Managing financial risk was merely par for the course for investment banks though. One of the things that set Morgan Stanley apart from its peers was its assessment of catastrophe risk at one of its major operational hubs: The World Trade Center (WTC) in downtown New York. Their corporate security manager, a decorated former soldier named Rick Rescorla, predicted the 1993 WTC bombing and had been able to convince the firm that such an attack would happen again. The firm had committed to move out at the end of their lease in 2006. On September 11, 2001, Morgan Stanley had 37 hundred employees in the WTC. All but six—one of the Rescorla—got out alive, a direct result of constant practice and calm execution.
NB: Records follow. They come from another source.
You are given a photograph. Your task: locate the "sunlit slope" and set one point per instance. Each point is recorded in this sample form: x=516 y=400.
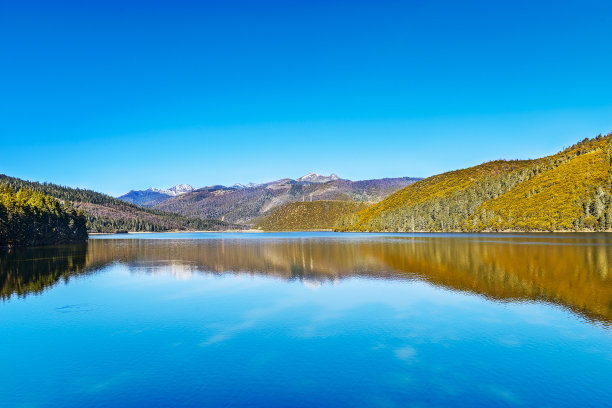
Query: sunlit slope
x=566 y=191
x=568 y=197
x=315 y=215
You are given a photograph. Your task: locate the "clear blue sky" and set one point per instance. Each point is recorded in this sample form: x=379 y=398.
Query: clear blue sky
x=120 y=95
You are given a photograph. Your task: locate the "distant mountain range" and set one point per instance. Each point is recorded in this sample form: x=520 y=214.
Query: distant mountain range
x=244 y=204
x=108 y=214
x=153 y=196
x=568 y=191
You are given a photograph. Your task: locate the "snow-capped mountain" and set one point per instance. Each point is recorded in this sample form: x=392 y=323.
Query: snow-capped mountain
x=173 y=191
x=153 y=196
x=240 y=185
x=318 y=178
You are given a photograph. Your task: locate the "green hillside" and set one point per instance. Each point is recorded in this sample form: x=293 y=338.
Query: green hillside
x=31 y=218
x=570 y=190
x=108 y=214
x=309 y=215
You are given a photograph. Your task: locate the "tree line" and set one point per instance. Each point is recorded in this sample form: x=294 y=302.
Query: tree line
x=29 y=217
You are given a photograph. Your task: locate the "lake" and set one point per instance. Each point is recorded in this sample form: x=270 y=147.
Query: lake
x=309 y=320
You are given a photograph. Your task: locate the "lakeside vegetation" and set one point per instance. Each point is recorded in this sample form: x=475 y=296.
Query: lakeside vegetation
x=32 y=218
x=303 y=216
x=568 y=191
x=108 y=214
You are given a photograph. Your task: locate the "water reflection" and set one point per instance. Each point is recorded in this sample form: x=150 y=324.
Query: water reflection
x=569 y=270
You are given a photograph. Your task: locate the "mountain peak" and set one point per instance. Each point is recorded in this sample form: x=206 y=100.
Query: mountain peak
x=318 y=178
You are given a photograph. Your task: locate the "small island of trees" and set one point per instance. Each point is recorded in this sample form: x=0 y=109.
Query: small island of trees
x=29 y=217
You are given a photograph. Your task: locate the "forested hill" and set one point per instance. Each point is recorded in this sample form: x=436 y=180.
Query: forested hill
x=569 y=191
x=108 y=214
x=32 y=218
x=246 y=205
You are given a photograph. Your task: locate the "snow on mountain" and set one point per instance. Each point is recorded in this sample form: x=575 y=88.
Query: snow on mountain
x=318 y=178
x=173 y=191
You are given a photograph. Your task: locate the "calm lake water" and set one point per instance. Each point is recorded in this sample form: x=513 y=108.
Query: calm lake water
x=309 y=319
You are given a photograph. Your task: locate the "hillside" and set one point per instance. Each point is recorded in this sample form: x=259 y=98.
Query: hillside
x=245 y=205
x=153 y=196
x=315 y=215
x=570 y=190
x=108 y=214
x=31 y=218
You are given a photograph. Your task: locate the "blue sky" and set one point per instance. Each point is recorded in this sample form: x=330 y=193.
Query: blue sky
x=120 y=95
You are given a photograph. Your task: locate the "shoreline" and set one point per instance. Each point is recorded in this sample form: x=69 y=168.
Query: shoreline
x=256 y=231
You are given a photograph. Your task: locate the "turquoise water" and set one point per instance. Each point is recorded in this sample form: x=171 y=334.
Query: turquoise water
x=309 y=319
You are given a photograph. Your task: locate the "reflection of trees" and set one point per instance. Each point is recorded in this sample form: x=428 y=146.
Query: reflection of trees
x=570 y=270
x=31 y=270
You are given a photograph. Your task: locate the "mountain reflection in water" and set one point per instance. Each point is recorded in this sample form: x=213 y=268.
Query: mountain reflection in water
x=570 y=270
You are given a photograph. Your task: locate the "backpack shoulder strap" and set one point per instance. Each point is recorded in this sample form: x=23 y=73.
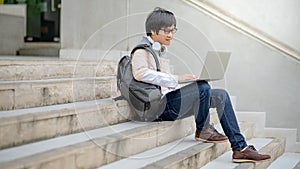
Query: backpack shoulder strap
x=149 y=49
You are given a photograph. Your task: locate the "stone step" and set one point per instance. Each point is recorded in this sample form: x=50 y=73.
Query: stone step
x=286 y=161
x=97 y=147
x=36 y=93
x=18 y=127
x=271 y=146
x=182 y=153
x=39 y=52
x=24 y=126
x=35 y=69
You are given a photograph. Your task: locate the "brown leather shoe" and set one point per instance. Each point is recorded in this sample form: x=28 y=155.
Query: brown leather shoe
x=210 y=135
x=249 y=155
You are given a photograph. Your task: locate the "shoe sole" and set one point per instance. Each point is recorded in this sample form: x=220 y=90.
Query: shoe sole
x=248 y=161
x=207 y=141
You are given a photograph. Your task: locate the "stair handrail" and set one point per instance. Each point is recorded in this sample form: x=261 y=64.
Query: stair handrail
x=243 y=27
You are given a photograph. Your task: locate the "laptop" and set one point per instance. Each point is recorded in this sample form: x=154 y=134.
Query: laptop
x=214 y=67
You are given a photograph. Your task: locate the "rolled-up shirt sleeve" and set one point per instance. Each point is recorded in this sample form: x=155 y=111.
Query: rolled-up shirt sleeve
x=144 y=71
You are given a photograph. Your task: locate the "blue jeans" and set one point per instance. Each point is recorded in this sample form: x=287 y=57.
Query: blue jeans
x=196 y=99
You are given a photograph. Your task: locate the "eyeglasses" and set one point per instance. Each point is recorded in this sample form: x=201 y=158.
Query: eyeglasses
x=167 y=31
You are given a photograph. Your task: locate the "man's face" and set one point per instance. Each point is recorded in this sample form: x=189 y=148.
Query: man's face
x=164 y=36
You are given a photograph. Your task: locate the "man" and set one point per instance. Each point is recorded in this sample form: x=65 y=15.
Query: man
x=192 y=99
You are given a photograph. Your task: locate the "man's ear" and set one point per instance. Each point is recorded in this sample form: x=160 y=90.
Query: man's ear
x=153 y=32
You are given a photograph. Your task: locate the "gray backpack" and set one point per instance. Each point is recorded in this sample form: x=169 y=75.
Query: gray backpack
x=144 y=98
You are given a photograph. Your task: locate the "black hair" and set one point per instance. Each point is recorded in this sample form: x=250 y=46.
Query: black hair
x=159 y=18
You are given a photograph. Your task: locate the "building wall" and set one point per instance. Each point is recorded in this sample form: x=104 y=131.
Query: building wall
x=12 y=28
x=280 y=18
x=262 y=78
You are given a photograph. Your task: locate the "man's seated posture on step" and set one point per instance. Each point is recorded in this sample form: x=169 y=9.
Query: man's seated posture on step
x=193 y=99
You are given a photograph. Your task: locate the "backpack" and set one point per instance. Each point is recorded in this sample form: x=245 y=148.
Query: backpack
x=143 y=98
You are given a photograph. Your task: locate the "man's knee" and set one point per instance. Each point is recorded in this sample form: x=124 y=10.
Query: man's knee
x=204 y=86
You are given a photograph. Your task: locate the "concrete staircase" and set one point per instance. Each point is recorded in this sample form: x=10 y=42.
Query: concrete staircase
x=60 y=114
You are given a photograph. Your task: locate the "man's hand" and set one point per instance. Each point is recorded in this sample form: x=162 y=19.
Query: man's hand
x=185 y=77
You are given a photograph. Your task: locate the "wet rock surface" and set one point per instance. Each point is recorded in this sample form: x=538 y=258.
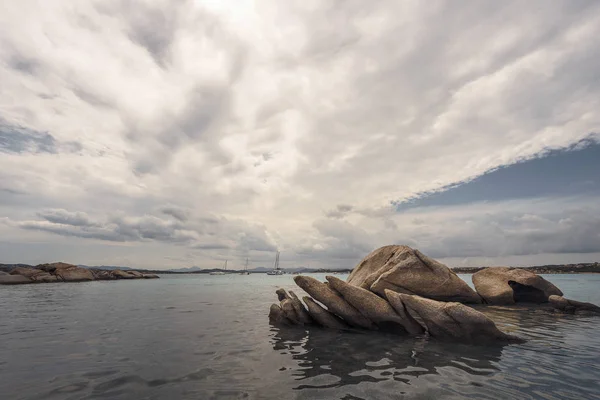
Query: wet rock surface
x=505 y=285
x=63 y=272
x=406 y=270
x=400 y=290
x=572 y=306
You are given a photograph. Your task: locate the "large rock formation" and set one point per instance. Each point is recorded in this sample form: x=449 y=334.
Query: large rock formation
x=63 y=272
x=333 y=301
x=449 y=320
x=6 y=279
x=405 y=270
x=398 y=289
x=398 y=313
x=505 y=285
x=572 y=306
x=374 y=308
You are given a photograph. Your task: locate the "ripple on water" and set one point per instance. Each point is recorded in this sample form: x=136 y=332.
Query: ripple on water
x=181 y=338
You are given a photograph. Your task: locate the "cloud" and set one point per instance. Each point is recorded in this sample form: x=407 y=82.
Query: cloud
x=298 y=135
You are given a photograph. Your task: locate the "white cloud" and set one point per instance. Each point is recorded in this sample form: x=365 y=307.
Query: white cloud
x=270 y=116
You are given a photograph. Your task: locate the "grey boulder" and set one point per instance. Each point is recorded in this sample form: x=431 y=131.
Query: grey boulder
x=572 y=306
x=449 y=320
x=334 y=302
x=505 y=285
x=375 y=308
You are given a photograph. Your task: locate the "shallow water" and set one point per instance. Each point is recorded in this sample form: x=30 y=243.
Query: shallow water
x=208 y=337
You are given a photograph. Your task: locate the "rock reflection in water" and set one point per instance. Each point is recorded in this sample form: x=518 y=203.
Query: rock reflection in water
x=329 y=358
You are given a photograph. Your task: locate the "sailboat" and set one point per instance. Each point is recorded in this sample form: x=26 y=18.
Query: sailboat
x=245 y=271
x=276 y=270
x=220 y=272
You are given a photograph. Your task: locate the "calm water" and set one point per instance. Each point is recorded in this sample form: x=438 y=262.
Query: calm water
x=208 y=337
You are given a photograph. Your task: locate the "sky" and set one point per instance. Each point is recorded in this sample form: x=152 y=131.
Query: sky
x=168 y=134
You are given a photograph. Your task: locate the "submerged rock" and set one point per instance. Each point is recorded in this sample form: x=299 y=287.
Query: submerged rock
x=322 y=316
x=333 y=301
x=375 y=308
x=449 y=320
x=405 y=270
x=572 y=306
x=505 y=285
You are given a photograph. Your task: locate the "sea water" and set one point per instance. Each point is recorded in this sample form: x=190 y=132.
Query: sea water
x=208 y=337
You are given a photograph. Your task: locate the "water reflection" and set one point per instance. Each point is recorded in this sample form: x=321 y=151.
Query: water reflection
x=328 y=358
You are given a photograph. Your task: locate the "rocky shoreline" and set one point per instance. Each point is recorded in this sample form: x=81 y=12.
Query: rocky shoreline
x=63 y=272
x=398 y=289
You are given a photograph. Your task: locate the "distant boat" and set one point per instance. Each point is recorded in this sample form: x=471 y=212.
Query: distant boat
x=245 y=271
x=276 y=270
x=220 y=272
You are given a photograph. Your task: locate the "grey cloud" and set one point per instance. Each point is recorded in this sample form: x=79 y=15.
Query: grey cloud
x=340 y=211
x=153 y=28
x=503 y=234
x=24 y=64
x=176 y=212
x=19 y=139
x=199 y=232
x=60 y=216
x=16 y=139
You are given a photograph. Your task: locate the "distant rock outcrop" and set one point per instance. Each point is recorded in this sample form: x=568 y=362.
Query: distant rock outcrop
x=572 y=306
x=63 y=272
x=505 y=285
x=406 y=270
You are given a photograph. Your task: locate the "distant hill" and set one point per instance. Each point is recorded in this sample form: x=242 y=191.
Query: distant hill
x=107 y=267
x=191 y=270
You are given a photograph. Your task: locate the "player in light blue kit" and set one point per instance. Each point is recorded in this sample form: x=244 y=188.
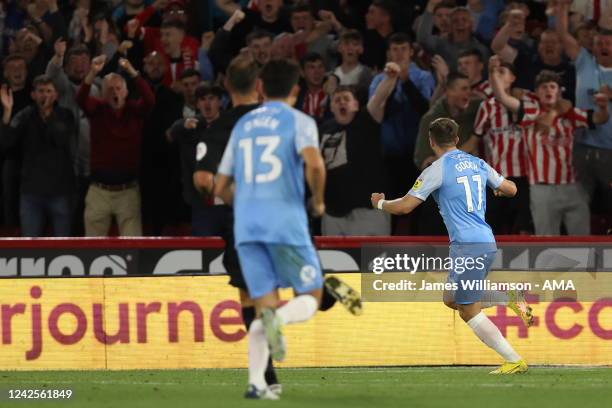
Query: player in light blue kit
x=457 y=181
x=267 y=155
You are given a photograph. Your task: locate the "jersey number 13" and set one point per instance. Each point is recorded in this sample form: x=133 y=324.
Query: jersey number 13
x=270 y=143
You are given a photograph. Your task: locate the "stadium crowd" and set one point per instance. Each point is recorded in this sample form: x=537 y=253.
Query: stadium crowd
x=106 y=104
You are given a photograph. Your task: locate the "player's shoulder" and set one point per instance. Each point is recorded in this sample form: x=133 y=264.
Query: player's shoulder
x=461 y=160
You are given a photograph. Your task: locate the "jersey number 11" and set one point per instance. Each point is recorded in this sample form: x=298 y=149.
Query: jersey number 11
x=468 y=191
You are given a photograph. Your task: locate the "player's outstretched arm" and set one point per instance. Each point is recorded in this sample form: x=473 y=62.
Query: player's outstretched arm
x=224 y=188
x=315 y=177
x=399 y=206
x=506 y=189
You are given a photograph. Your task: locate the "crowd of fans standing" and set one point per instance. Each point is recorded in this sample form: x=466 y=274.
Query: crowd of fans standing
x=104 y=104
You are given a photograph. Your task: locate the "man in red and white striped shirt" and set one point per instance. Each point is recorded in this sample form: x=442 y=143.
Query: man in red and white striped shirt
x=505 y=151
x=549 y=125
The integration of catastrophe risk into the strategic risk framework of the firm saved many lives. Few cases are this dramatic, but the point is the same: Risks are risks, regardless of source. The way we label them is entirely arbitrary. If, because of that labelling, we fail to treat all risks consistently, the consequences can be serious.
Making It Happen
In terms of implementation, there are five key principles. First, integration can only come from the top down. Only an organization’s senior management can both view the full holistic picture and require compliance further down. Second, the integration has to be genuinely “lived” by the senior managers. If employees feel that integration is merely lip service, they will not participate and the experiment will fail. Third, since risk appetites tend to be low with respect to very severe events, the resultant scarcity of events may drive hubris: It hasn’t happened for a while, therefore it probably won’t or can’t happen again. In industrial settings, researchers have observed that the odds of a serious accident increase with the time elapsed since the last one. Avoiding this complacency is critical. Fourth, conversely, is the balance between sounding the alarm and having people respond. The more often an alarm sounds, the more likely it is that individuals will assume it’s just a drill, or faulty, and tune it out. However, if an alarm never sounds, no one will know what to do. There is no specific right answer to either of these points, except the first two: A genuine, heartfelt impetus from the top down. Finally, many risk issues are amenable to sophisticated mathematical and computational treatments. There is a temptation to assume that just because a risk is measured, it is managed. It isn’t.